Uttanasana (Standing Forward Bend) – an easy guide

This blog is an easy guide by Lets Yoga about everything you need to know about Uttanasana (Standing Forward Bend).

Uttanasana (Standing Forward Bend) will help you open your hamstrings and calm your mind.

Uttanasana (Standing Forward Bend)
Uttanasana – Standing Forward Bend

Pronunciation & Meaning

(OOT-tan-AHS-ahna)

In Uttanasana, Uttana means Intense Stretch, Asana means Pose/Posture

Step-By-Step Instructions

How to do Uttanasana (Standing Forward Bend)

Step 1

Start this pose with Tadasana (Mountain Pose).

Step 2

Breathing in, take your hands above, and then breathing out touch your feet with your hands while keeping your spine straight.

Step 3

Keep breathing normally. Hold the position for anywhere between 15-30 seconds.

Step 4

Breathing in, come back in the initial position.

Benefits of Standing Forward Bend

  • Calms the brain.
  • Provides a good stretch to your hamstring, calf, and hips.
  • Stimulates the liver and kidneys.
  • Helps relieve stress and mild depression.
  • Improve digestion.
  • Relives insomnia and headache.

Precautions for Standing Forward Bend

Avoid doing Standing Forward Bend, if you have any serious back injuries, or have gone through any recent surgery.

Consult a doctor before starting an exercise regime.
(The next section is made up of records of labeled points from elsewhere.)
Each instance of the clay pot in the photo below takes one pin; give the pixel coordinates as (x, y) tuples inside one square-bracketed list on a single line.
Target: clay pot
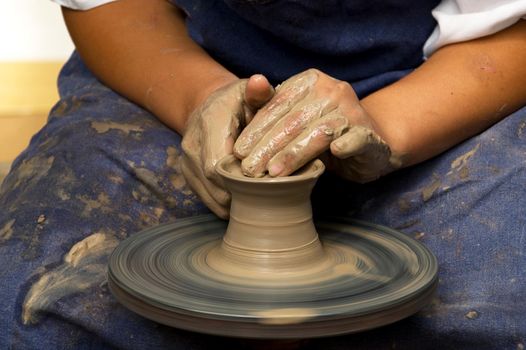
[(271, 230)]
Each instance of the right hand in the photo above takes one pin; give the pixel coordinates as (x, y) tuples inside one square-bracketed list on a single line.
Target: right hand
[(211, 131)]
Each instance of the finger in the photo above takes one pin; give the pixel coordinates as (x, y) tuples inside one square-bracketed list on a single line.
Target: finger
[(258, 91), (308, 145), (357, 141), (287, 96), (192, 160), (283, 132), (194, 181), (220, 125)]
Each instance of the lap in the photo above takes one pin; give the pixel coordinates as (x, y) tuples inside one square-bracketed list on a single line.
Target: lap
[(103, 168)]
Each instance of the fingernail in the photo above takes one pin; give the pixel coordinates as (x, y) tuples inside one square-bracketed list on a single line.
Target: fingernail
[(275, 169)]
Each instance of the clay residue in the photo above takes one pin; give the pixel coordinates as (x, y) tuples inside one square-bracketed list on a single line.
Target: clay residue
[(472, 315), (427, 192), (7, 231), (101, 203), (521, 128), (63, 195), (174, 161), (285, 316), (116, 179), (462, 160), (84, 267), (104, 127), (33, 169)]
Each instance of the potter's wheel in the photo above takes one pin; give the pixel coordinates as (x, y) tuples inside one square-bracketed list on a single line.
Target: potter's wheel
[(370, 276)]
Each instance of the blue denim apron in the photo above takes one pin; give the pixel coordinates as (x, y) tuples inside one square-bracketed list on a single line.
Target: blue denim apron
[(102, 169)]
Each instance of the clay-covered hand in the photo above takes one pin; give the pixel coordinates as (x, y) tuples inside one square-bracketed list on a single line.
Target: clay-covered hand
[(311, 113), (211, 131)]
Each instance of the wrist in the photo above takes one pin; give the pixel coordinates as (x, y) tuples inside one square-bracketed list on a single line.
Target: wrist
[(393, 131), (173, 101)]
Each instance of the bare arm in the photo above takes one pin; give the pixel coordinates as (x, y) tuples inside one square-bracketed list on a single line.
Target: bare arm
[(140, 49), (461, 90)]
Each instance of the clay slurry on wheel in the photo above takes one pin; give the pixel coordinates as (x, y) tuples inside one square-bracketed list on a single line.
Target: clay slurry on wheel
[(192, 275)]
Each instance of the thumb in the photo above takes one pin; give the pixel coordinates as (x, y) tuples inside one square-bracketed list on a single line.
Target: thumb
[(258, 91)]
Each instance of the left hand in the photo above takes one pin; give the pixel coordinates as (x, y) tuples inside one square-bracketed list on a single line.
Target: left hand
[(310, 113)]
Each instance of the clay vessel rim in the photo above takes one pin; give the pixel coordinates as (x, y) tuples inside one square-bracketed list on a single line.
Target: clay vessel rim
[(309, 171)]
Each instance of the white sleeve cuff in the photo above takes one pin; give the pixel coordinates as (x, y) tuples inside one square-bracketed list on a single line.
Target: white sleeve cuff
[(462, 20), (81, 4)]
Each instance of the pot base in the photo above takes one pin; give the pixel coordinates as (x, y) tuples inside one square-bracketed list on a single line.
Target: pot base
[(367, 276)]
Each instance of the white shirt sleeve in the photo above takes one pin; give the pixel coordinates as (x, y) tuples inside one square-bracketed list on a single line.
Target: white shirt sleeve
[(81, 4), (462, 20)]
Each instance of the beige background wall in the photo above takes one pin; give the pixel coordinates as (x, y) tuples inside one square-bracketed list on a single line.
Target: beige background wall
[(34, 44)]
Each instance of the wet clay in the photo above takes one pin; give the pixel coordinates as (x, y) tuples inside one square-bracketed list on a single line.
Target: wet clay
[(267, 274)]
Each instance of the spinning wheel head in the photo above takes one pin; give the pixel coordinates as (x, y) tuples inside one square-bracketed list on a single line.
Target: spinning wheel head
[(268, 275)]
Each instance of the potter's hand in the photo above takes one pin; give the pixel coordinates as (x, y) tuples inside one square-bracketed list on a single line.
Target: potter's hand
[(310, 113), (210, 134)]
More Information about Standing Forward Bend

Sanskrit Name of the Asana

Uttanasana

Asana Level

2

Modifications

If you are not able to touch your feet with straight knees and spine then it is better for you to do Ardha Uttanasana. This can be a good yoga pose to open up your legs flexibility and move on to Standing Forward Bend.

Ardha Uttanasana.
Ardha Uttanasana

Warm-up Asana

Follow-through Asana

  • Standing Poses
  • Seated Forward Bends

Advancement

To increase the stretch on the hamstrings and calf muscles, stand in a forward bend with the back of your feet elevated off the ground (an inch or more) on a rolled mat or towels.

Beginner’s Tips

You can bend your knees if you want but make sure to keep your spine straight and stretch your hamstrings and calf muscles.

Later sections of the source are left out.